AWS announced S3 Tables yesterday, which brings native support for Apache Iceberg to S3. It’s hard to overstate how exciting this is for the data analytics ecosystem. Here’s a quick rundown of my thoughts so far:

  • The integration is deep.

    This isn’t a separate service that sits on top of S3. Rather AWS has added a new type of bucket to the S3 service itself: a table bucket.

    This design seems to be S3’s new standard practice for these major, paradigm-shifting features. Express One Zone works analogously: you need to create a directory bucket to use the Express One Zone storage class. I’m not sure whether this stems from an underlying technical constraint or whether this is simply an API design choice.

    Table buckets come with a host of new APIs. It’s the stuff you’d expect for working with Iceberg tables.

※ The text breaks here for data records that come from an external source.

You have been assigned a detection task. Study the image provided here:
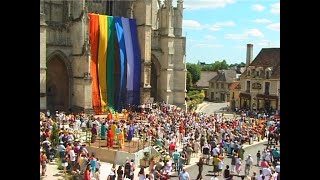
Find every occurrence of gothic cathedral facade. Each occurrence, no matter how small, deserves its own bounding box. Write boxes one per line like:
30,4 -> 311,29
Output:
40,0 -> 187,112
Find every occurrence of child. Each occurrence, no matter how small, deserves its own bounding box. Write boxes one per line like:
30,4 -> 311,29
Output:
218,159 -> 223,176
257,150 -> 261,166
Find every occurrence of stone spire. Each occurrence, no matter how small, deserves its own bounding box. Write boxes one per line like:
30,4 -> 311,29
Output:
174,0 -> 183,37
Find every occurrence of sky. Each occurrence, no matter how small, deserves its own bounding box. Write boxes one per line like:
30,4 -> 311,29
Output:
173,0 -> 280,64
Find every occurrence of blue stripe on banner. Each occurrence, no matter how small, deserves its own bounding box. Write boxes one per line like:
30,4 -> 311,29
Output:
114,17 -> 126,112
129,19 -> 141,105
121,17 -> 134,105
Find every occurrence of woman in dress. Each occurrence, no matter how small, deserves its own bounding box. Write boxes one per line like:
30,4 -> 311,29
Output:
236,157 -> 241,175
117,165 -> 123,180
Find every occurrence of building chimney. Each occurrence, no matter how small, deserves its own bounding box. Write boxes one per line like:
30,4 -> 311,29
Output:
246,44 -> 253,67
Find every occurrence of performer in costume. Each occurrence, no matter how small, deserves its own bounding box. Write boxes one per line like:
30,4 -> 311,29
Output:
100,122 -> 107,140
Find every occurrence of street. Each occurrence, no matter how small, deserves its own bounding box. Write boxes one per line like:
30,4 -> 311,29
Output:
171,143 -> 280,180
197,101 -> 227,114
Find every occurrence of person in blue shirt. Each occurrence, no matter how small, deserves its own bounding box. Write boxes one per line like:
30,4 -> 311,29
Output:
172,149 -> 180,171
179,168 -> 190,180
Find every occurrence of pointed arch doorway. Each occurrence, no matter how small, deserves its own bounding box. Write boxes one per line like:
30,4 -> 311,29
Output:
46,51 -> 72,112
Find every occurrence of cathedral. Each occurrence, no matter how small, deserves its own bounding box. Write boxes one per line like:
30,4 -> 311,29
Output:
40,0 -> 187,112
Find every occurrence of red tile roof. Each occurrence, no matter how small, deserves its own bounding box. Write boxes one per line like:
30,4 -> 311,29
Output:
229,82 -> 240,90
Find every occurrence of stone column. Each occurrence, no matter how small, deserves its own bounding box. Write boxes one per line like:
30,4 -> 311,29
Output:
70,0 -> 92,112
40,13 -> 47,110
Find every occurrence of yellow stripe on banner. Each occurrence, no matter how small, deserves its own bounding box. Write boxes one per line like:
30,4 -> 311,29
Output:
98,15 -> 108,112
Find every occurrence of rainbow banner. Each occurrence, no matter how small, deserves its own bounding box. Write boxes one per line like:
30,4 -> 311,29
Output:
129,19 -> 141,105
89,14 -> 101,114
121,18 -> 134,104
98,15 -> 108,112
89,13 -> 141,114
107,16 -> 116,111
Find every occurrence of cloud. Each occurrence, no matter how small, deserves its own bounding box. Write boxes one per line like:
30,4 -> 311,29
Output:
257,39 -> 271,47
183,0 -> 235,10
251,4 -> 265,11
267,23 -> 280,31
224,29 -> 264,40
253,18 -> 272,24
270,2 -> 280,15
209,21 -> 236,31
204,35 -> 217,40
182,20 -> 204,30
224,34 -> 247,40
245,29 -> 264,37
193,43 -> 224,48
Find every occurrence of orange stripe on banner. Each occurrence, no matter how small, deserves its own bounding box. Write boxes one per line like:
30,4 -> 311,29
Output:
89,14 -> 101,114
98,15 -> 108,113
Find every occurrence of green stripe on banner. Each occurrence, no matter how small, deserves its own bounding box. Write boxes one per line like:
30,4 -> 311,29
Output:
107,16 -> 116,112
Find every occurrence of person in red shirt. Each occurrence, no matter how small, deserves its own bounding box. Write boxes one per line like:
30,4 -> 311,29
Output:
107,127 -> 113,147
84,166 -> 91,180
169,142 -> 176,157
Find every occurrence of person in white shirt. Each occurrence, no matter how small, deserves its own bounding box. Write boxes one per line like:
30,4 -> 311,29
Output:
69,148 -> 76,170
275,162 -> 280,173
210,175 -> 219,180
244,154 -> 253,176
262,167 -> 272,180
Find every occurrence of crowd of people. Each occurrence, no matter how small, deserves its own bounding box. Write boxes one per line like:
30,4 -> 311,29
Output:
40,103 -> 280,180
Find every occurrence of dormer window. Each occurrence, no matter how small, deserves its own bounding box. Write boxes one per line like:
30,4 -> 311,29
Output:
266,67 -> 272,79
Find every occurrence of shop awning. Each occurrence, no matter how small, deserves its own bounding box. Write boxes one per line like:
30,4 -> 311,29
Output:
239,93 -> 251,99
257,94 -> 278,100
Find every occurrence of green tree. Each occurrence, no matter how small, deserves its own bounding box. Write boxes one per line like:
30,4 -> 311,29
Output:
187,63 -> 201,85
186,70 -> 192,91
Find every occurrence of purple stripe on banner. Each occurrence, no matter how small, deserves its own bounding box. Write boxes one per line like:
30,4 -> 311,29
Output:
121,18 -> 134,104
114,17 -> 126,112
129,19 -> 141,105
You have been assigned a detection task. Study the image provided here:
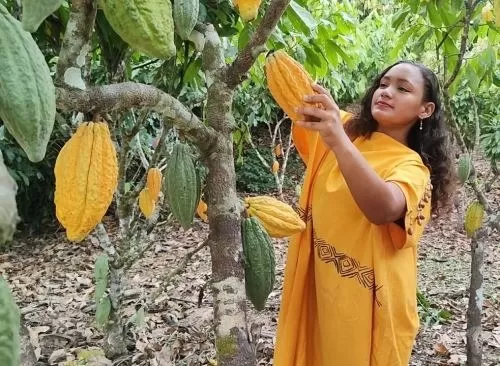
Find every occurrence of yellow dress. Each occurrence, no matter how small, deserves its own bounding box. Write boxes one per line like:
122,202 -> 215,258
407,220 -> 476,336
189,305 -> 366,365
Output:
273,111 -> 432,366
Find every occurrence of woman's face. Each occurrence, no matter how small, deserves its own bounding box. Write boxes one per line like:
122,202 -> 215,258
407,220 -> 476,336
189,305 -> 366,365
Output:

To name a few: CreateNamespace, CreateTable, ListTables, RenameTable, PutTableMaintenanceConfiguration.

    Table maintenance (i.e., data file compaction, snapshot management, leaked file cleanup) is handled automatically by S3. You’re billed for the maintenance operations, though—more on this later—and so you can disable automatic maintenance on a per-table basis if you’d prefer to handle maintenance yourself.

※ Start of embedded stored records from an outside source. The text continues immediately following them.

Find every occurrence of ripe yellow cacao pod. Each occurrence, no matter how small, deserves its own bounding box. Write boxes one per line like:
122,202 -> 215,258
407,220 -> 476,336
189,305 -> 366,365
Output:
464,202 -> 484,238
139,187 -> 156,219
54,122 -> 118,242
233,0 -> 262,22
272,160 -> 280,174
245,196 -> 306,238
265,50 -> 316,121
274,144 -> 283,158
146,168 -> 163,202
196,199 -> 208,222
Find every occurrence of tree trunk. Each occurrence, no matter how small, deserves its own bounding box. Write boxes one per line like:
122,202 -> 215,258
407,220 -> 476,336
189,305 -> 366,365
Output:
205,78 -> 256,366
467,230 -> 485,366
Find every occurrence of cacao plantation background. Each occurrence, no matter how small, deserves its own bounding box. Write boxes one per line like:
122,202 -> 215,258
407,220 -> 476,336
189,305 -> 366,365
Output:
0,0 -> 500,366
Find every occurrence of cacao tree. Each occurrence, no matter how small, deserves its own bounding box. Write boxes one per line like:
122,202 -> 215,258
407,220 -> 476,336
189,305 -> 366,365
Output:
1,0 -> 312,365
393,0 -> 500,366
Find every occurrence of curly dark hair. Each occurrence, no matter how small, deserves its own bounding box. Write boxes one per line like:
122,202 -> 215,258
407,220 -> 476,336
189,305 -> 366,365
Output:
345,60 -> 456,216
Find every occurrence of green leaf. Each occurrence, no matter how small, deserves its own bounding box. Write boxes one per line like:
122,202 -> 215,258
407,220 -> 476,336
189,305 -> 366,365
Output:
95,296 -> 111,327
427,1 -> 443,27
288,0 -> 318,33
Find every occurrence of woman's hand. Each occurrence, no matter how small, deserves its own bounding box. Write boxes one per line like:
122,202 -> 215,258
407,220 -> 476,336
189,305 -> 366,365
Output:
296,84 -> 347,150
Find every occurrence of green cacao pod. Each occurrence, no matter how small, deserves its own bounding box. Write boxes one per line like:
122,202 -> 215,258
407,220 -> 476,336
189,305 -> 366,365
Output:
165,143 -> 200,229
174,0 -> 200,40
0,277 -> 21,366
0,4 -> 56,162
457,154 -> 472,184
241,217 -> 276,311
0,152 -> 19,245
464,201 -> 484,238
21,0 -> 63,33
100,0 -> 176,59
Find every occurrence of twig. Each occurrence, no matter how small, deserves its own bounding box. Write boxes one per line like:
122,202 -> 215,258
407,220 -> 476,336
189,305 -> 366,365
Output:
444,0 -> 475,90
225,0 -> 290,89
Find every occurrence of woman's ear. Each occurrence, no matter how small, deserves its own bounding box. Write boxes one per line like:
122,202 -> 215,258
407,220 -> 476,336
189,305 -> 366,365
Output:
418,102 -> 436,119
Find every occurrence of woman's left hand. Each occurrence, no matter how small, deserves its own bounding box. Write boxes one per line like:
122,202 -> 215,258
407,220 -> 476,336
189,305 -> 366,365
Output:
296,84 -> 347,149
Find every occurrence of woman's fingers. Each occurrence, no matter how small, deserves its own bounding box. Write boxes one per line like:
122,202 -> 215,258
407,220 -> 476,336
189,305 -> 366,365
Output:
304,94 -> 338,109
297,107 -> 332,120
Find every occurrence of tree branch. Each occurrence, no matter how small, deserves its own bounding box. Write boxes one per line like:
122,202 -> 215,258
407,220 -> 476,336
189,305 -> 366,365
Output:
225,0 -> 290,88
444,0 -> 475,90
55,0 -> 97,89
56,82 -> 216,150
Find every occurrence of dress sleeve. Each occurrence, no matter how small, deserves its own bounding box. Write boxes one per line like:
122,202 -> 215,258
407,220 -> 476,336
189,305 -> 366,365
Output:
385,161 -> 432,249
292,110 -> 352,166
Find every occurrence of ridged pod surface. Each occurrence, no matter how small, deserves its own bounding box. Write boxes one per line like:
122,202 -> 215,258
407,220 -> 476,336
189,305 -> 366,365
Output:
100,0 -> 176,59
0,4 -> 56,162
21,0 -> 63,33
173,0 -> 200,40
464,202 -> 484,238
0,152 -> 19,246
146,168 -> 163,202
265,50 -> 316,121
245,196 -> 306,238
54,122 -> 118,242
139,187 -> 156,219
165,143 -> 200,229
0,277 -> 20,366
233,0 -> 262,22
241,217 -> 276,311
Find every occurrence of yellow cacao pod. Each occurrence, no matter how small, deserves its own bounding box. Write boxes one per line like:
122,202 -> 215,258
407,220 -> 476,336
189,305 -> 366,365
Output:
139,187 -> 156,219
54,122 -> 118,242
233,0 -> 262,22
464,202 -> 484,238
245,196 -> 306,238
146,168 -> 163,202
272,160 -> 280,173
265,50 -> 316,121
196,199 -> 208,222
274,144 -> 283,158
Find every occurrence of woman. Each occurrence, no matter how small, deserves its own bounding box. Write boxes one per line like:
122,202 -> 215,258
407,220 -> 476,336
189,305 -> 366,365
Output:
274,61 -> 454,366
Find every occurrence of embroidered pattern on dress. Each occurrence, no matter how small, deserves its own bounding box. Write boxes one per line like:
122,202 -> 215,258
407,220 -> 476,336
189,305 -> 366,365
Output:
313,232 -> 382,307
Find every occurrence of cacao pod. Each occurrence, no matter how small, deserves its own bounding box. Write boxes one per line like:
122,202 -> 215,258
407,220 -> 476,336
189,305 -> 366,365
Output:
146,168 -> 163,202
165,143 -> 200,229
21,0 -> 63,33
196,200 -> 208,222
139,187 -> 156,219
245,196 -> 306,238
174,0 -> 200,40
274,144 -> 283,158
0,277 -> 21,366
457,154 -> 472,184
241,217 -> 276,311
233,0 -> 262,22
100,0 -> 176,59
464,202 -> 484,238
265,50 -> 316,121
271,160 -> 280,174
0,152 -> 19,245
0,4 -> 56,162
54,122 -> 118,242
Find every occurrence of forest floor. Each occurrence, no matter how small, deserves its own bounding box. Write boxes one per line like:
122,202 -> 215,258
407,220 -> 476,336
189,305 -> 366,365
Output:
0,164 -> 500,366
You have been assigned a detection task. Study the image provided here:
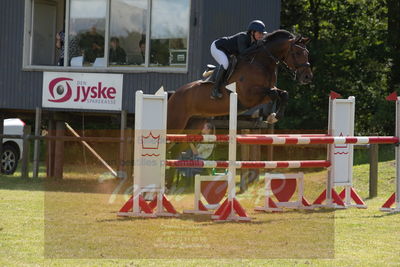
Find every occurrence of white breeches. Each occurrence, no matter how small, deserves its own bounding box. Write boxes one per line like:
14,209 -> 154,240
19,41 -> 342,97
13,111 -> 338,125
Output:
210,41 -> 229,70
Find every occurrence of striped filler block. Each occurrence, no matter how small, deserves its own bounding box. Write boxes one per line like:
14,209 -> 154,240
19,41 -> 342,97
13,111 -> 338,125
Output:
166,160 -> 331,169
167,134 -> 399,145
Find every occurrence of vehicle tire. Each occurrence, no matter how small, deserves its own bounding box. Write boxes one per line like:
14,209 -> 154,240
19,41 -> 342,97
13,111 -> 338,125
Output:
1,144 -> 19,175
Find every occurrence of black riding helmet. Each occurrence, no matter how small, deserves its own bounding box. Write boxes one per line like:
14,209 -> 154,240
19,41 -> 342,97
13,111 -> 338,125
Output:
247,20 -> 267,34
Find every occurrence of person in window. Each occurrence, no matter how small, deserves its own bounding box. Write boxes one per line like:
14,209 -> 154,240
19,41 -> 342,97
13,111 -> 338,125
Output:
139,39 -> 146,63
79,26 -> 104,63
210,20 -> 267,99
109,37 -> 126,64
56,30 -> 82,66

    Integration with AWS analytics services (Athena, Redshift, EMR, QuickSight, Data Firehouse) is possible but goofy. It requires enabling an AWS Glue Data Catalog feature1 that automatically mirrors the catalogs from the S3 table buckets in your account like so:

    Glue Data Catalog

  • The price seems right.

    Here’s the quick cost comparison against S3 standard buckets:

    Resource S3 standard bucket S3 table bucket Δ
    Storage $0.023 per GB-month $0.0265 per GB-month +15%
    PUTs $0.005 per 1k reqs $0.005 per 1k reqs 0%
    GETs $0.0004 per 1k reqs $0.0004 per 1k reqs 0%
    Monitoring $0.025 per 1k objects
    Compaction $0.004 per 1k objects
    Compaction $0.05 per GB processed

    The price of PUT and GET requests are unchanged. Storage costs are 15% higher, which seems tolerable. A 15% increase on “very cheap” is still “very cheap.”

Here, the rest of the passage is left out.